By Vicki Brown
Tom struggled to make ends meet, even though he had a full-time job. Willing to work more, he wanted to start a small landscaping business that would provide needed income and flexibility.
Then Tom’s pastor told him about the Step Up micro-lending program. A ministry of American Baptist Churches of Nebraska, Step Up provided him a short-term loan that allowed him to purchase equipment and other supplies to start his business.
Nebraska ABC launched the ministry after being awarded a Palmer Grant from the American Baptist Churches Home Mission Societies. Because the grant centered on poverty and justice, Nebraska leaders developed a ministry that “fit into our context,” Nebraska ABC Executive Minister Robin Stoops explained.
The Karen people group and other immigrants from Myanmar (Burma), many of whom are American Baptists, have settled in Nebraska the past several years. About eight Burmese congregations and some Latino groups exist in the Omaha/Lincoln area, Stoops said. “People are struggling.”

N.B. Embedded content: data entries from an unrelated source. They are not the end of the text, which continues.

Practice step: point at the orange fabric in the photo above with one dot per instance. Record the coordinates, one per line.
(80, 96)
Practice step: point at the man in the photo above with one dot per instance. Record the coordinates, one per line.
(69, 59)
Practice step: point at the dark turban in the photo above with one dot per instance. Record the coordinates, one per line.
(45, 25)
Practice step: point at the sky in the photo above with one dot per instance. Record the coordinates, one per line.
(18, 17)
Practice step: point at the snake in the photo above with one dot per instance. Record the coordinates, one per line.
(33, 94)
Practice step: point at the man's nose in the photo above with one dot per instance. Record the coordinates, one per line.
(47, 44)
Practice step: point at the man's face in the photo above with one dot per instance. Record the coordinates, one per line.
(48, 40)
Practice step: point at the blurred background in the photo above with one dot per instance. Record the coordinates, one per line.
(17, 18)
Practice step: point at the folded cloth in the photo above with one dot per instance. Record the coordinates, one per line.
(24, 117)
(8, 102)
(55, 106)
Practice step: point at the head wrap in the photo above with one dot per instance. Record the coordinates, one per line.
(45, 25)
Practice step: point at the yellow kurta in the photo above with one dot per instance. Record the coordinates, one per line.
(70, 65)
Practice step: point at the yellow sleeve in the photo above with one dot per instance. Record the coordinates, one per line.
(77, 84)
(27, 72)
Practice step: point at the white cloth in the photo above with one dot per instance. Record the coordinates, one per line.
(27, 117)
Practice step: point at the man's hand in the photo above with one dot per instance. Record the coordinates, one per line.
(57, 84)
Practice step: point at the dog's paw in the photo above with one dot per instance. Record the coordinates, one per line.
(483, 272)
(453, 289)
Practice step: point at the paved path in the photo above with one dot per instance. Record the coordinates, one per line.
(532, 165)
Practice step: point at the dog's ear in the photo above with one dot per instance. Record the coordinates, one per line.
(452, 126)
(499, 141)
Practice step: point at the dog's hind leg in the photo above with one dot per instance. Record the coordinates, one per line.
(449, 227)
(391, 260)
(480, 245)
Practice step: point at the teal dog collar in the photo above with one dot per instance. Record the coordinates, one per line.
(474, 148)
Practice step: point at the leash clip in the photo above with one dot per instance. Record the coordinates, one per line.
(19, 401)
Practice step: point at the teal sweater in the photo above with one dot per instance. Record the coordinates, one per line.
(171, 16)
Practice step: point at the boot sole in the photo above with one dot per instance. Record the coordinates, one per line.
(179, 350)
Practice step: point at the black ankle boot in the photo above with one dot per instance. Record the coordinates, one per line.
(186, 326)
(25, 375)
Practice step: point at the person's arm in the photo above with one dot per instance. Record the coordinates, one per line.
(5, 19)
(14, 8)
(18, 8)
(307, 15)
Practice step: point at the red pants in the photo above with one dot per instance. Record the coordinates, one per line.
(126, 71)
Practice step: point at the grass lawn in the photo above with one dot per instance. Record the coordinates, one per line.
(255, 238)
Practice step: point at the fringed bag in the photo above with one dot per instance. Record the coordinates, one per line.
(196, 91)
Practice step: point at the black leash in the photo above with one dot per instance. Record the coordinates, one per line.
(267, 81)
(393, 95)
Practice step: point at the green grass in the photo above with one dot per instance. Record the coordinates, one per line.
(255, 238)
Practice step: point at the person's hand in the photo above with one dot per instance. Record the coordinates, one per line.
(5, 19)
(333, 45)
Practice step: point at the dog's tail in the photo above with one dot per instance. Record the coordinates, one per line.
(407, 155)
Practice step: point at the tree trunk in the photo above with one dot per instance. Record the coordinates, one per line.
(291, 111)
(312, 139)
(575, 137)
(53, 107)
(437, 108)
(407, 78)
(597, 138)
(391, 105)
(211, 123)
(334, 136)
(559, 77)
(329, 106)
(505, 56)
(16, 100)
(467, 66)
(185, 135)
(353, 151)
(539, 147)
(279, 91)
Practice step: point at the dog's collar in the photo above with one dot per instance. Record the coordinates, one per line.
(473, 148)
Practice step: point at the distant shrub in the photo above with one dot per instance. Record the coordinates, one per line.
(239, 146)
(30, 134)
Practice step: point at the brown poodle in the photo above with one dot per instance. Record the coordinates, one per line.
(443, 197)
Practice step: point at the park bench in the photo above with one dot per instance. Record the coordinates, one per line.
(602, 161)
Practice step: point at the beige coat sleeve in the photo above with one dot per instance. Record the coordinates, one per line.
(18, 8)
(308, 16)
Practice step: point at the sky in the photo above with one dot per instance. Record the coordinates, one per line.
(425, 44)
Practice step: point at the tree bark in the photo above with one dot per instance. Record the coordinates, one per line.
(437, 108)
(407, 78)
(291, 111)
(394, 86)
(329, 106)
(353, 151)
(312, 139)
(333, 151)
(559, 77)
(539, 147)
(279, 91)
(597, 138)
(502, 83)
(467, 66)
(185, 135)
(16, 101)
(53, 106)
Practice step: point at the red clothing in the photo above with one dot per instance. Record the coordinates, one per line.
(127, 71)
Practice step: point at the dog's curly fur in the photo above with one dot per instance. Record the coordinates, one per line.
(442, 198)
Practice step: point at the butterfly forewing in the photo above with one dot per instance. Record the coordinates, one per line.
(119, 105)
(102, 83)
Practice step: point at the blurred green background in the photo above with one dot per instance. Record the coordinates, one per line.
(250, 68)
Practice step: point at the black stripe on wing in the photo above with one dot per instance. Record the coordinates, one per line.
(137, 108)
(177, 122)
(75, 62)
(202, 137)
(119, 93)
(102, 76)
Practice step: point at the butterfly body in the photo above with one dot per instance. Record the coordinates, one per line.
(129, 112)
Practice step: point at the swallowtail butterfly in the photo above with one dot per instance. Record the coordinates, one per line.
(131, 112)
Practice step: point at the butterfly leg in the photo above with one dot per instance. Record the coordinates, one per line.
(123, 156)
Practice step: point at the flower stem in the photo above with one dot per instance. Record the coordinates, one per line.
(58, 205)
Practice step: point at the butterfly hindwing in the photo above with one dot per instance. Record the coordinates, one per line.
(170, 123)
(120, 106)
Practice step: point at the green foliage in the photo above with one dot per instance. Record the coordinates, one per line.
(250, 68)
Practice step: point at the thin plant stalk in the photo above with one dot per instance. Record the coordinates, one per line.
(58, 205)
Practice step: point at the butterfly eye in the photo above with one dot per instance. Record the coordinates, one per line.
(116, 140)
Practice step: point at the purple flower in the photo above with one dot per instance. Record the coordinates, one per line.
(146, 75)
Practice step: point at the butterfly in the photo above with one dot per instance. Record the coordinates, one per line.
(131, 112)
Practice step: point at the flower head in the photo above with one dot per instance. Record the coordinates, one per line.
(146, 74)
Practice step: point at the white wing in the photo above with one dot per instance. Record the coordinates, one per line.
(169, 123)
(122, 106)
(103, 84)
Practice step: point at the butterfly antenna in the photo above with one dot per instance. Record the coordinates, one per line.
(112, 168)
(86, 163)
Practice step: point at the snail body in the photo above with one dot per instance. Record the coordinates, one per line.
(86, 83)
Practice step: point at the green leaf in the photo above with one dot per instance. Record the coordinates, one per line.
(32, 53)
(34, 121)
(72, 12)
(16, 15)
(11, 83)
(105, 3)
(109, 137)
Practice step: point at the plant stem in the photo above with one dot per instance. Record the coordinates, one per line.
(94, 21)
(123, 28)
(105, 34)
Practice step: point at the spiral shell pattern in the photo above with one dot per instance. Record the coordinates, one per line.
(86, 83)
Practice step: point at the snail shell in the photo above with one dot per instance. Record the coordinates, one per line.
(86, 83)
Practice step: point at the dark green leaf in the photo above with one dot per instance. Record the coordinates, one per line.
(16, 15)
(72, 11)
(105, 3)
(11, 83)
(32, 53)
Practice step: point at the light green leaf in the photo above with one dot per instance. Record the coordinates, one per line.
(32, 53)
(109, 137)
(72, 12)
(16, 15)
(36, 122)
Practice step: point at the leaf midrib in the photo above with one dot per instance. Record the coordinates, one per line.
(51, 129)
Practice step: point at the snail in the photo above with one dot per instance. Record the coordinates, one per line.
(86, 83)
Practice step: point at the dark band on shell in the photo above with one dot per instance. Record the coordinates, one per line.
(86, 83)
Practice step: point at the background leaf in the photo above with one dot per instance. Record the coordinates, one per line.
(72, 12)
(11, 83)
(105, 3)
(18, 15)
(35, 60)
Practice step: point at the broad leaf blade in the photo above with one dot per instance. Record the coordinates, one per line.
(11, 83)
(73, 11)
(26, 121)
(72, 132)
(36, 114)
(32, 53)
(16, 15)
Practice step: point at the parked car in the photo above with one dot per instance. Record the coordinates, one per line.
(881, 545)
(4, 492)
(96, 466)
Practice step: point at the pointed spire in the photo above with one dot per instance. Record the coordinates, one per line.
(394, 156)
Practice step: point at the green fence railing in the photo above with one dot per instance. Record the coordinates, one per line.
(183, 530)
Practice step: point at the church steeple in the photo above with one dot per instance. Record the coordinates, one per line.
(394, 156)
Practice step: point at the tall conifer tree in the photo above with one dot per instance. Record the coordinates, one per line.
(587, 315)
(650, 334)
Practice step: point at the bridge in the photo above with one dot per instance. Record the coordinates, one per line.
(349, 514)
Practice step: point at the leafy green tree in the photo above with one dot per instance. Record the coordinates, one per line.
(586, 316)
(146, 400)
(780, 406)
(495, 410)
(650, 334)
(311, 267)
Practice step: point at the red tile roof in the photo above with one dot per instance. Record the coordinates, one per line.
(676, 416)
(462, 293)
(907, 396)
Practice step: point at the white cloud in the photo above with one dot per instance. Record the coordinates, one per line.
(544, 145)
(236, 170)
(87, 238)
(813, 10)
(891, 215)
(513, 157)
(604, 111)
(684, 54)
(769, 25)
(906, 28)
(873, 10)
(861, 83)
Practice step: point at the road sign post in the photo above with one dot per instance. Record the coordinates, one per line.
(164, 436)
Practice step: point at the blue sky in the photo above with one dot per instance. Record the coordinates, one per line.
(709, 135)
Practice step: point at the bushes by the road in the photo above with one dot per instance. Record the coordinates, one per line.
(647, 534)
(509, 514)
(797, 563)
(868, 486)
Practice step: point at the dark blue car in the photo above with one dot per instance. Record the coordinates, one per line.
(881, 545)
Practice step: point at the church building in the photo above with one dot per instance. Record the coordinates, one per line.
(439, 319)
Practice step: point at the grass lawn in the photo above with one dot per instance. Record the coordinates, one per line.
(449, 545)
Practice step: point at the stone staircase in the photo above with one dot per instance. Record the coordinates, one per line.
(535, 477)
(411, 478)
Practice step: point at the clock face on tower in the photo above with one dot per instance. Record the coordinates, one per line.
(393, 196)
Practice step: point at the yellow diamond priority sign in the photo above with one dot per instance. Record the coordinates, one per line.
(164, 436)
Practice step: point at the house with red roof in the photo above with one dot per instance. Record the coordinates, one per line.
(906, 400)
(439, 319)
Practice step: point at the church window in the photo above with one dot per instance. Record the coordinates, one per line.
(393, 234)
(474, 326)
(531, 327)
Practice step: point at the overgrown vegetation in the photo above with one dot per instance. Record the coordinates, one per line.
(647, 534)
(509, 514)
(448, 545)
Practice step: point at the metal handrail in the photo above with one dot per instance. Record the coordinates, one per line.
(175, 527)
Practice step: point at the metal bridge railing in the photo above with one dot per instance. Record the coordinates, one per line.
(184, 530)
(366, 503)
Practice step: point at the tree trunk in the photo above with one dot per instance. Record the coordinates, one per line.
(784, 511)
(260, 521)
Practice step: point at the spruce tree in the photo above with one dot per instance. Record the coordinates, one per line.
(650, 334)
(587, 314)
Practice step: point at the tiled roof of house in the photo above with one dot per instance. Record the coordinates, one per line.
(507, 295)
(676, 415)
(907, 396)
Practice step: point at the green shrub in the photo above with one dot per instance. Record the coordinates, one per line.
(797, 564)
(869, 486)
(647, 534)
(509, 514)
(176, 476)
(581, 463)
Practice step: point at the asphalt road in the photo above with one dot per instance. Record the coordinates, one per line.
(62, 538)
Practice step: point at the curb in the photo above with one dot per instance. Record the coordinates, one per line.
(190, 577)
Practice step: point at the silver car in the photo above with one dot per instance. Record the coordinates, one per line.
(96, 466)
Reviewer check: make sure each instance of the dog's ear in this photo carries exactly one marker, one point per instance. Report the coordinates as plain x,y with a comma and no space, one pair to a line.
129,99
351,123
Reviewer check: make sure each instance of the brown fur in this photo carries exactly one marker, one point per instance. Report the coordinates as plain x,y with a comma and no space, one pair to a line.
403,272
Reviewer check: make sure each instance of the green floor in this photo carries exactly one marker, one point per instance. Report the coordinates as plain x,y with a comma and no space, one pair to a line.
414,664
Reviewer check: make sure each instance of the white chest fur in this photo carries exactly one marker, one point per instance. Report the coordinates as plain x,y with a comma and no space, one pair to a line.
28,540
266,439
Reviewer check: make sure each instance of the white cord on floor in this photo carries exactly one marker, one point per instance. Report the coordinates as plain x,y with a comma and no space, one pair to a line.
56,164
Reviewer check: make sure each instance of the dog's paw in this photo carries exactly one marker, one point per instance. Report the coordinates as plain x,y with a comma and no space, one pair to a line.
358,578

Although immigrants have skills when they arrive, they may or may not have opportunities to use them. Regional leaders devised the Step Up endeavor as a means to help immigrants get a new start and to provide for their families.
“But in terms of where we thought it would go,” Stoops said, “that hasn’t happened.”
The Burmese have not yet taken advantage of the opportunity.
“We’re looking to see if language barriers are keeping them from doing so,” he said. “We’re still working on it …. We think the biggest problem, at least with the Burmese, is the language.”
Though the program targeted immigrants, it is available to any member or regular attender of an ABC Nebraska church — single parents, people on fixed incomes or “just someone with an idea,” the executive minister explained.
Up to $1,500 may be available for those who qualify for the no-interest loan. “It’s the idea of helping them with some cash to help them get rolling,” he said.
The loan has made a difference for Mason, Stoops said. “It’s just fun to be able to say we could help.”
He added that the region would continue to offer the Step Up program, even though response has been slow. “We’re not afraid to try crazy stuff that doesn’t work and crazy stuff that does work,” he said.
But that willingness, Stoops believes, is the heart of ministry. “It is being willing to try new things … not whether we succeed or fail but to be true to the mission,” he said. “To join God in the neighborhood.”